Chaque année, le cirque est le même, avec son lot de parieurs et de listes de favoris où se côtoient les Margaret Atwood, les Don DeLillo, les Philip Roth, les Haruki Murakami et les Salman Rushdie de ce monde, tous encore bredouilles au panthéon suédois. Les prédictions sont rarement justes, et le Nobel est ce genre de prix qui a tendance à nous sortir de notre «zone de confort», comme le veut une expression connue, en nommant tantôt des écrivains aux limites du littéraire, comme la journaliste biélorusse Svetlana Alexievitch en 2015, ou encore relativement inconnus ailleurs dans le monde, comme l’était le poète suédois Tomas Tranströmer en 2011.

Toutefois, aucun de ces lauréats n’avait autant provoqué de remous que la sélection de 2016, qui avait vu la star Bob Dylan être accueillie par la grande porte du monde littéraire à la surprise de tous et à l’ire de certains. Comme à son habitude, la littérature était menacée, en crise, à l’article de la mort devant les assauts de la pop culture. «Si Dylan est un poète, aurait dit un jour Norman Mailer d’après la légende, je suis un joueur de basketball.» De son côté, Pierre Assouline décrivait le choix de Dylan comme un «bras d’honneur» à la littérature américaine.

La sélection de Dylan montrait, au dire de ses détracteurs, soit une forme d’abdication devant l’art grand public, soit une confusion des genres, si ce n’est simplement un manque de solidarité envers tous les artisans du milieu du livre qui essayent de vendre des livres et pas des billets de concert. Moins prosaïque, un certain Leonard Cohen, interrogé au sujet de ce choix, avouerait lors d’un événement à Los Angeles que c’était «comme épingler la médaille de la plus grande montagne sur le mont Everest».

Entre l’éternel et le transitoire

Les prix littéraires viennent d’une étrange tradition solennelle qui voudrait qu’un jury soit en mesure de déceler l’importance d’un livre ou d’une œuvre et, si possible, de son caractère intemporel. Bien sûr, les véritables esthètes capables de dénicher l’œuvre éternelle en son propre temps sont d’une espèce rare, et la plupart des prix ne sont qu’un obscur témoignage de leur époque. Un parcours rapide des listes de grands prix comme le Goncourt ou le Nobel nous entraîne dans une foule de noms inconnus aujourd’hui, de Guy Mazeline à Pär Lagerkvist.

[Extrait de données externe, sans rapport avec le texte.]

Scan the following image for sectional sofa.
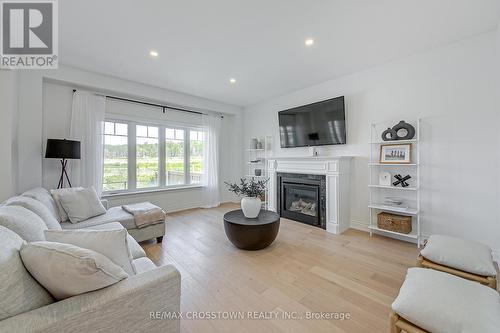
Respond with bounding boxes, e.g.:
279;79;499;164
0;188;181;333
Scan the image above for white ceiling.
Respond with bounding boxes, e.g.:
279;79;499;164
59;0;500;106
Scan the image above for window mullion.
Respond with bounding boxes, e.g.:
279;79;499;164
184;128;191;185
158;126;167;187
128;123;137;190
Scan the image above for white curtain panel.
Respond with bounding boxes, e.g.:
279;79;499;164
202;115;221;208
70;91;106;196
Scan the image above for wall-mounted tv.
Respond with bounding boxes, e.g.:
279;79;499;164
278;96;346;148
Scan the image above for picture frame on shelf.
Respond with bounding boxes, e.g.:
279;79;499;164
380;143;412;164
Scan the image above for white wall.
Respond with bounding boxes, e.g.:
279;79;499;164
244;31;500;249
0;70;18;202
16;67;242;211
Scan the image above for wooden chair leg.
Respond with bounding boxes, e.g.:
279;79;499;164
390;312;401;333
417;256;424;267
486;276;497;290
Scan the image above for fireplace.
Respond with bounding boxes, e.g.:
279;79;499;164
277;173;326;229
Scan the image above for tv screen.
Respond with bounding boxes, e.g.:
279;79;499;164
278;96;346;148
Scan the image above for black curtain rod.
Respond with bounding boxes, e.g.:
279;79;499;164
73;89;224;118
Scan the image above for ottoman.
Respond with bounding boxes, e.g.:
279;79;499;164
417;235;497;289
390;267;500;333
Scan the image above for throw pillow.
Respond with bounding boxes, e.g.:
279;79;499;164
50;187;83;223
21;187;59;219
45;229;135;275
21;242;128;300
0;206;47;241
5;197;61;230
59;187;106;223
0;226;54;320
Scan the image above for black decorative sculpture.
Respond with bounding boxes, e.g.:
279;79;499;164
382;128;398;141
392;120;415;140
392;174;411;187
382;120;415;141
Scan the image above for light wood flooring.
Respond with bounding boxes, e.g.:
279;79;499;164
143;204;418;333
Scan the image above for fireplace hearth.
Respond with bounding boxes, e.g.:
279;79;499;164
277;173;326;229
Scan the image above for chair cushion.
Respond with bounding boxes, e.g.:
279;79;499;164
420;235;497;276
21;187;59;221
5;196;61;230
392;268;500;333
134;257;156;274
61;207;136;229
80;222;146;259
0;206;47;242
0;226;54;320
45;229;135;275
59;187;106;223
20;242;128;300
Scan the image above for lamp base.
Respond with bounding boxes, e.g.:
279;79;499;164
57;158;72;189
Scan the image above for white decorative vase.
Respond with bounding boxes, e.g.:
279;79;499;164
241;197;262;219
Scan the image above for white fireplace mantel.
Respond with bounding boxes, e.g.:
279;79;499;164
267;156;352;234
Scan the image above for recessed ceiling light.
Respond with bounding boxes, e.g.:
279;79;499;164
304;38;314;46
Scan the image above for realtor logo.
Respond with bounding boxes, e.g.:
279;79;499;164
0;0;58;69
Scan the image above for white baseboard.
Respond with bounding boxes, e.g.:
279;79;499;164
491;249;500;265
351;220;370;232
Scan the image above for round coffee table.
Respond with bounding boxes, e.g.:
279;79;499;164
224;209;280;251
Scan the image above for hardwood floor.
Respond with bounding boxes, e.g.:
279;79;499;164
143;204;418;333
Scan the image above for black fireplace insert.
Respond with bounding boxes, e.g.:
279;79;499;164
277;173;326;229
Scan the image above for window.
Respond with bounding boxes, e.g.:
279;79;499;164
189;130;204;184
103;120;204;193
135;125;159;188
102;122;128;191
165;128;186;186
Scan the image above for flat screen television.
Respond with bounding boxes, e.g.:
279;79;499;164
278;96;346;148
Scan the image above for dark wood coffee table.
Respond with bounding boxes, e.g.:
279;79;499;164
224;209;280;251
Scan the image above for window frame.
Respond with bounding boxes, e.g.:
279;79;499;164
102;116;206;196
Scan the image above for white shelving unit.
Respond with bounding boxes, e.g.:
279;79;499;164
368;119;422;247
245;136;274;209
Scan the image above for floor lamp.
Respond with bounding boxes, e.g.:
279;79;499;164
45;139;80;189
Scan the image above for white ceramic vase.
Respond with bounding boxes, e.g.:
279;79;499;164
241;197;262;219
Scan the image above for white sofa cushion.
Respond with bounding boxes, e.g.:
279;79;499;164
20;242;128;300
61;207;137;229
392;268;500;333
0;226;54;320
0;206;47;242
21;187;59;221
59;187;106;223
134;257;156;274
85;222;146;259
420;235;497;276
5;196;61;230
50;187;83;223
45;229;135;275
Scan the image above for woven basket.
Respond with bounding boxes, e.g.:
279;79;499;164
377;212;411;234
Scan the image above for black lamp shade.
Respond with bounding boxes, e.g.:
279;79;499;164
45;139;80;160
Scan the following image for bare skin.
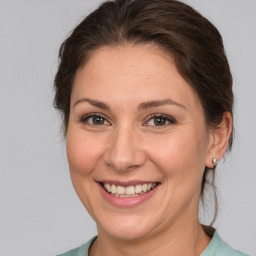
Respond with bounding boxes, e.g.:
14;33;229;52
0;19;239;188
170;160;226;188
67;45;232;256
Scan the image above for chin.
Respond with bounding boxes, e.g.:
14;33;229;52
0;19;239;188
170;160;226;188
97;216;154;240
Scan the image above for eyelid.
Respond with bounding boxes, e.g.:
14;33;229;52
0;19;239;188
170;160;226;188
143;113;177;128
80;112;111;126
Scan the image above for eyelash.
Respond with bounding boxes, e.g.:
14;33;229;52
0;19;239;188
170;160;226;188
80;113;108;126
143;114;177;129
80;113;177;129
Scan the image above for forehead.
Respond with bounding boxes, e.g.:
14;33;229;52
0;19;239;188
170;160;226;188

Il m’est arrivé de travailler dans une bouquinerie quand j’étais au cégep, et j’ai pu constater de visu l’espace physique que pouvait occuper cet oubli des œuvres passées. La boutique se trouvait dans une petite maison de la rue Lafontaine à Rivière-du-Loup, et sa propriétaire, Andrée Dubé, n’était pas du genre à élaguer facilement sa collection. Au contraire, elle croyait que chaque livre devait trouver une seconde vie, une pensée un peu trop louable pour être pratique. Dans les faits, la librairie était envahie jusqu’aux fenêtres de livres en tout genre et d’intérêt variable au point que les poutres de la vieille maison pliaient sous le poids de tout ce papier entassé à l’étage.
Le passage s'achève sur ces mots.